Example: (3 * 2, 3*2^5, 3*2^7, 3*2^13)
(2) Form a new list whose nth element of the (n+1)st element of the sorted list divided by the (n)th. You now have b^{n2 - n1}, b^{n3 - n2}, ..., b^{nk - n(k-1)}.
(Continued) Example: (2^4, 2^2, 2^6)
Define d_i = n_(i+1) - n_i (do not program this -- you couldn't even if you wanted to, since the n_i are unknown -- this is just to explain how the program works).
(Continued) Example: d_1 = 4, d_2 = 2, d_3 = 6
Note that in our example problem, we're free to take either (a = 3, b = 2) or (a = 3/2, b = 4). The bottom line is any power of the "real" b that divides all entries in the list from step (2) is a correct answer. It follows that we can raise b to any power that divides all the d_i (in this case any power that divides 4, 2, and 6). The problem is we know neither b nor the d_i. But if we let m = gcd(d_1, ... d_(k-1)), then we CAN find b^m, which is sufficient.
NOTE: Given b^i and b^j, we can find b^gcd(i, j) using:
log(b^i) / log(b^j) = (i log b) / (j log b) = i/j
This permits us to use a modified version of the Euclidean Algorithm to find b^gcd(i, j). The "action" is all in the exponents: addition has been replaced by multiplication, multiplication with exponentiation, and (consequently) quotients with logarithms:
import math
def power_remainder(a, b):
q = int(math.log(a) / math.log(b))
return a / (b ** q)
def power_gcd(a, b):
while b != 1:
a, b = b, power_remainder(a, b)
return a
(3) Since all the elements of the original set differ by powers of r = b^gcd(d_1, ..., d_(k-1)), they are all of the form cr^n, as desired. However, c may not be an integer. Let me know if this is a problem.
The simplest approach would be to factorize the numbers and find the greatest number they have in common.

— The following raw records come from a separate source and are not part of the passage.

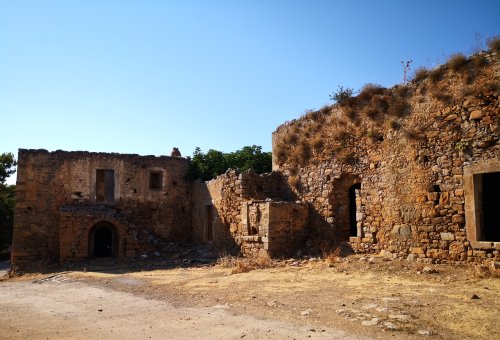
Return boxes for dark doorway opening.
[349,183,361,236]
[89,221,118,258]
[482,172,500,242]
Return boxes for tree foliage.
[0,152,17,257]
[0,152,17,184]
[188,145,272,181]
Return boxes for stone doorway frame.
[464,160,500,249]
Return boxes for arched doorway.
[89,221,118,258]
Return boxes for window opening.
[149,171,163,190]
[349,183,361,236]
[205,205,214,241]
[480,172,500,242]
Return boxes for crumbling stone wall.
[273,52,500,262]
[12,149,191,267]
[236,200,309,257]
[193,170,308,256]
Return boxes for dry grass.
[428,67,444,84]
[447,53,469,72]
[321,245,341,264]
[486,36,500,52]
[231,253,277,274]
[288,176,300,189]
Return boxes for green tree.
[0,152,17,257]
[187,145,272,181]
[0,152,17,184]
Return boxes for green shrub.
[357,83,386,101]
[412,67,429,82]
[448,53,469,72]
[330,86,354,106]
[429,67,444,84]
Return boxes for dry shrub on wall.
[356,83,386,102]
[342,108,359,125]
[387,98,411,117]
[366,130,384,142]
[337,148,358,165]
[428,67,444,84]
[486,36,500,52]
[231,253,277,274]
[412,67,429,82]
[311,136,325,153]
[387,119,401,130]
[481,81,500,96]
[472,54,488,71]
[288,175,300,190]
[447,53,469,72]
[393,85,411,99]
[274,142,287,165]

But be careful, factorization has an exponential complexity so it might stop working if you get big numbers in the row.
What you want is to know the Greatest Common Divisor of all numbers in a row.
One method is to check if they all can be divided by the smaller number in the row.
If not, try half the smaller number in the row.
Then keep going down until you find a number that divides them all or your divisor equals 1.
Seth Answer is not correct, applyin that solution does not solves 128 8 2048 row for example (2*4^x), you get:
8 128 2048 =>
16 16 =>
GCD = 16
It is true that the solution is a factor of this result but you will need to factor it and check one by one what is the correct answer, in this case you will need to check the solutions factors in reverse order 16, 8, 4, 2 until you see 4 matches all the conditions.